Tutorial: Streaming Chatbot

Warning

This tutorial is a work in progress.

Let’s walk through building a chatbot that streams responses in real-time. We’ll create a simple terminal chat interface that connects to an OpenAI-compatible API (I’ve tested Groq and llama.cpp). A dataflow framework is overkill for something so simple, but the same principles apply to more complex programs. My goal here is to show you the process of going from a vague idea to a concrete dataflow, including the easy mistakes when building something real.

> Hello
Hi! How can I assist you today?
> How many R letters are in "strawberry"?
There are two "r"s in the word "strawberry".
>

Planning the Flow 

This is a simple enough problem that we can be confident in fully specifying the flow just by the ordering of events in the program:

Accept user input from the terminal.
Send that input along with a chat history to an LLM API.
Display the AI’s response as it streams back.
Store the AI’s total response in the chat history.
Loop back to step (1).

We need to convert our crude plan into a concrete flow. It is tempting, from a procedural perspective, to try to choose and order nodes based on the actions they perform. This is the sort of activity diagram[1] you would make in traditional no-code flowchart/workflow editors:

Naive Flow

../_images/9f4716837100aa99c1efe5dac071755f2cb2e6e829c285cf633ecd3e2187f568.svg

However! Flowno only considers explicit data dependencies between node when picking the next node to execute. The TerminalInput has no explicit, direct data dependency on the TerminalOutput. We could add a dummy value as a dependency to ensure TerminalInput runs after TerminalOutput finishes, but we have two better options.

Future

I’m considering adding an after() method to DraftNode that would allow marking one node ‘depends’ on another without an actual data dependency.

Merged Node Flow

Combine TerminalInput() and TerminalOutput into a single node, TerminalChat(), that handles both input and output. In the very simplest of flows, this is the best choice. To start with, I’m going to do this. Later on, once we have a simple proof of concept, I’ll use separate nodes but eliminate the explicit dependency between them.

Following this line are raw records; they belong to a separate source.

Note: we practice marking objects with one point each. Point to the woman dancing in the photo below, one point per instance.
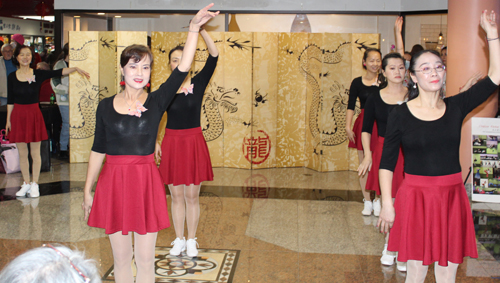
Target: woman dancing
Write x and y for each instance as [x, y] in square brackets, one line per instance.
[185, 159]
[130, 196]
[431, 215]
[362, 87]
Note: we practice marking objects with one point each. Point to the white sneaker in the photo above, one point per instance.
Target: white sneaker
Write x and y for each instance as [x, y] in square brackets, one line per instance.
[401, 266]
[368, 208]
[25, 188]
[34, 192]
[376, 207]
[387, 258]
[179, 245]
[191, 249]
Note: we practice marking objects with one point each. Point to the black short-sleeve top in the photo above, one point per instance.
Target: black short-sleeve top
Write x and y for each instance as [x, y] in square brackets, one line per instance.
[361, 91]
[122, 134]
[185, 110]
[431, 148]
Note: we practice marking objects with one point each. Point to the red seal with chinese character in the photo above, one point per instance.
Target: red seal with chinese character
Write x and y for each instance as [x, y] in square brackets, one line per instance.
[256, 149]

../_images/fc49a5bf63e5baaf01ff3be231f208e453617d8793b962189e7c51b4d78261a1.svg

Independent I/O Nodes

If I add a GUI frontend, it would be nice to have independent I/O nodes that send and receive messages from the frontend. This approach allows the user to enter and submit new prompts even while the previous response is still streaming to the GUI, without enforcing a sequential dependency.

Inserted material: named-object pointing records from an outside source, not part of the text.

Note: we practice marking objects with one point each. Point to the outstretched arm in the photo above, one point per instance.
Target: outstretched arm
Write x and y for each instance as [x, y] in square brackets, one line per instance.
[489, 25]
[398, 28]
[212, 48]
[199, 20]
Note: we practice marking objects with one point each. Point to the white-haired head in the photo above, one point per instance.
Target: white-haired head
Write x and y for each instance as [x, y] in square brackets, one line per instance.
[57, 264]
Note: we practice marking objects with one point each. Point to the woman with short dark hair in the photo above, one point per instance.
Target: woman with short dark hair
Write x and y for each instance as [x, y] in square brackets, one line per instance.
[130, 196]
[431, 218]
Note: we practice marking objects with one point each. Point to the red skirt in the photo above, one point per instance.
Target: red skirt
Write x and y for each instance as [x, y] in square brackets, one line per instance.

../_images/4b37186c1d40d58ef136bcb644e4c15481957f603b97a356113a7c5807b29108.svg

This flow eliminates the dummy dependency by having the output node simply display whatever responses arrive, while the input node independently waits for user prompts.

Sketch Out the Nodes 

Let’s start by sketching out the signatures of the Merged Node Flow. Later we’ll revise this with the minimum default arguments to fix the MissingDefaultError caused by the cyclic dependencies.

async TerminalChat(response: Stream[str])

Decorator:: @~flowno.node

Print each chunk as it arrives, then call input("> ").

Parameters:: response (Stream[str]) – The streamed response from the last interaction.
Returns:: The user entered prompt.
Return type:: str

The ChatHistory node is a Stateful Node so should be a class.

class ChatHistory

Decorator:: @~flowno.node

messages

The accumulated message history.

Type:: Messages
Value:: [Message(“system”, “You are a helpful assistant.”)]

async call(self, prompt: str, last_response: str)

Under role, “assistant”, append the last_response to messages and under role “user” append prompt. Return messages.

Note

It should be obvious that last_response should have a default value. The first time through the flow, there is no ‘last_response’. When we try to run the flow, we will see a MissingDefaultError that lists the last_response argument as one potential fix.

Parameters:

prompt (str) – The user entered prompt.
last_response (str) – The response to the last prompt.

Return type:

Messages

Returns:

The accumulated list of messages.

This class used the Messages and Message utility types.

class Message(role: Literal['system', 'user', 'assistant'], content: str)

type Messages = list[Message, ...]

async Inference(messages: Messages)

Decorator:: @~flowno.node

Sends the chat history to a chat-completion API and stream back the response.

Parameters:: messages (Messages) – The list of messages.
Yields:: The streamed text chunks from the API endpoint.
Return type:: Stream[str]

Implementing the Nodes 

LLM API Node

We are going to use an OpenAI compatible “chat completion” API. I’m using groq, but you can use whatever or set up a local inference server like llama.cpp if you prefer. The Inference() node will send the chat history to the API and stream back the response.

Flowno provides an async flowno.io.HTTPClient class, compatible with the flowno event loop, that replaces some of the functionality of the blocking requests or asyncio aiohttp libraries. The HTTPClient class is designed to work with Flowno’s custom event loop. Because Flowno uses a custom event loop, and not threads or Asyncio, any blocking calls will block the entire flow, and awaiting incompatible asyncio primitives will do nothing.

Future

I’m considering replacing the flowno event loop with asyncio or adding compatibility with asyncio.

from flowno import node
from flowno.io import HttpClient, Headers, streaming_response_is_ok
from json import JSONEncoder
import os

API_URL = "https://api.groq.com/openai/v1/chat/completions"
TOKEN = os.environ["GROQ_API_KEY"]

headers = Headers()
headers.set("Authorization", f"Bearer {TOKEN}")

client = HttpClient(headers=headers)

class MessageJSONEncoder(JSONEncoder):
    @override
    def default(self, o: Any):
        if isinstance(o, Message):
            return {
                "role": o.role,
                "content": o.content,
            }
        return super().default(o)

client.json_encoder = MessageJSONEncoder()

@node
async def Inference(messages: Messages):
    """
    Streams the LLM API response.
    """
    response = await client.stream_post(
        API_URL,
        json={
            "messages": messages,
            "model": "llama-3.3-70b-versatile",
            "stream": True,
        },
    )

    if not streaming_response_is_ok(response):
        logger.error("Response Body: %s", response.body)
        raise HTTPException(response.status, response.body)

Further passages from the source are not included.